[RFC PATCH 0/6] Hash Abstraction

"brian m. carlson" <sandals@xxxxxxxxxxxxxxxxxxxx> · Mon, 21 Aug 2017 00:00:16 +0000

= Overview

This is an RFC series proposing a basic abstraction for hash functions.

As we get closer to converting the remainder of the codebase to use
struct object_id, we should think about the design we want our hash
function abstraction to take.  This series is a proposal for one idea to
start discussion.  Input on any aspect of this proposal is welcome.

This series exposes a struct git_hash_algo that contains basic
information about a given hash algorithm that distinguishes it from
other algorithms: name, lengths, implementing functions, and empty tree
and blob constants.  It also exposes an array of hash algorithms, and a
constant for indexing them.

The series also demonstrates a simple conversion using the abstraction
over empty blob and tree values.

In order to avoid conflicting with the struct repository work and with
the goal of avoiding global variables as much as possible, I've pushed
the hash algorithm into struct repository and exposed it via a #define.
This necessitiates pulling repository.h into cache.h, which I don't
think is fatal.  Doing that, in turn, necessitated some work on the
Subversion code to avoid conflicts.

It should be fine for Junio to pick up the first two patches from this
series, as they're relatively independent and valuable without the rest
of the series.  The rest should not be applied immediately, although
they do pass the testsuite.

I proposed this series now as it will inform the way we go about
converting other parts of the codebase, especially some of the pack
algorithms.  Because we share some hash computation code between pack
checksums and object hashing, we need to decide whether to expose pack
checksums as struct object_id, even though they are technically not
object IDs.  Furthermore, if we end up needing to stuff an algorithm
value into struct object_id, we'll no longer be able to directly
reference object IDs in a pack without a copy.

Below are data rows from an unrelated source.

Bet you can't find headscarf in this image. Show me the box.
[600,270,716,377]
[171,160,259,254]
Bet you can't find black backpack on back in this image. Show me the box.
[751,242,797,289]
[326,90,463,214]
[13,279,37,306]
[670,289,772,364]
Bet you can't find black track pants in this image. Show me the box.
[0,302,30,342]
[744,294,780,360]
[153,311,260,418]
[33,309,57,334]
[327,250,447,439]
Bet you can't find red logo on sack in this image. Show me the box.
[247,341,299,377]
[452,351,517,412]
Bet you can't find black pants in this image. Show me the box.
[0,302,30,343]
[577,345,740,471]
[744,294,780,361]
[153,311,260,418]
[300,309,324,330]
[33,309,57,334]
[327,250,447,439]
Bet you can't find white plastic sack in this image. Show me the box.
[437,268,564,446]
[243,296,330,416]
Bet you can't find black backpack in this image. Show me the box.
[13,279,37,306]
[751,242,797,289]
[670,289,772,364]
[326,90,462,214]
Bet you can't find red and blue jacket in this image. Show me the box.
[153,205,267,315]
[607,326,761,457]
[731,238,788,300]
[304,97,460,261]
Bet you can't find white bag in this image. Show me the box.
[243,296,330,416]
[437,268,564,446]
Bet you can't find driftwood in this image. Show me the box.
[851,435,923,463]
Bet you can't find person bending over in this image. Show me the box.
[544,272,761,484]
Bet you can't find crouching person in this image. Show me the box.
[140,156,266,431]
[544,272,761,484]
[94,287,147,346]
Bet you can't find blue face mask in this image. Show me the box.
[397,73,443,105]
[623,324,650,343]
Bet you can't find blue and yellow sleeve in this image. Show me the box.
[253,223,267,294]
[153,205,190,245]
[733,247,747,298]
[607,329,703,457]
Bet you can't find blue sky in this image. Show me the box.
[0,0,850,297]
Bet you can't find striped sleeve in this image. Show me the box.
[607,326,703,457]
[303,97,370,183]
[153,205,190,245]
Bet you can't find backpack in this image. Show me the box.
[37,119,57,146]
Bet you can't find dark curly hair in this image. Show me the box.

This series is available from the usual places as branch hash-struct,
based against master.

= Naming

The length names are similar to the current constant names
intentionally.  I've used the "hash_algo" name for both the integer
constant and the pointer to struct, although we could change the latter
to "hash_impl" or such as people like.

I chose to name the define "current_hash" and expose no other defines.
The name is relatively short since we're going to be typing it a lot.
However, if people like, we can capitalize it or expose other defines
(say, a GIT_HASH_RAWSZ or GIT_HASH_HEXSZ) instead of or in addition to
current_hash, which would make this name less interesting.

Feel free to propose alternatives to the naming of anything in this
series.

= Open Issues

I originally decided to convert hex.c as an example, but quickly found
out that this caused segfaults.  As part of setup, we call
is_git_directory, which calls validate_headref, which ends up calling
get_sha1_hex.  Obviously, we don't have a repository, so the hash
algorithm isn't set up yet.  This is an area we'll need to consider
making hash function agnostic, and we may also need to consider
inserting a hash constant integer into struct object_id if we're going
to do that.  Alternatively, we could just paper over this issue as a
special case.

Clearly we're going to want to expose some sort of lookup functionality
for hash algorithms.  We'll need to expose lookup by name (for the
.git/config file and any command-line options), but we may want other
functions as well.  What functions should those be?  Should we expose
the structure or the constant for those lookup functions?  If the
structure, we'll probably need to expose the constant in the structure
as well for easy use.

Should we avoid exposing the array of structure altogether and wrap this
in a function?

We could expose a union of hash context structures and take that as the
pointer type for the API calls.  That would probably obviate the need
for ctxsz.

We could expose hex versions of the blob constants if desired.  This
might make converting the remaining pieces of code that use them easier.

There are probably dozens of other things I haven't thought of yet as
well.

brian m. carlson (6):
  vcs-svn: remove unused prototypes
  vcs-svn: rename repo functions to "svn_repo"
  setup: expose enumerated repo info
  Add structure representing hash algorithm
  Integrate hash algorithm support with repo setup
  Switch empty tree and blob lookups to use hash abstraction

 builtin/am.c        |  2 +-
 builtin/checkout.c  |  2 +-
 builtin/diff.c      |  2 +-
 builtin/pull.c      |  2 +-
 cache.h             | 48 ++++++++++++++++++++++++++++++++++++++++++++----
 diff-lib.c          |  2 +-
 merge-recursive.c   |  2 +-
 notes-merge.c       |  2 +-
 repository.c        |  7 +++++++
 repository.h        |  5 +++++
 sequencer.c         |  6 +++---
 setup.c             | 48 +++++++++++++++++++++++++++---------------------
 sha1_file.c         | 29 +++++++++++++++++++++++++++++
 submodule.c         |  2 +-
 vcs-svn/repo_tree.c |  6 +++---
 vcs-svn/repo_tree.h | 13 +++----------
 vcs-svn/svndump.c   |  8 ++++----
 17 files changed, 133 insertions(+), 53 deletions(-)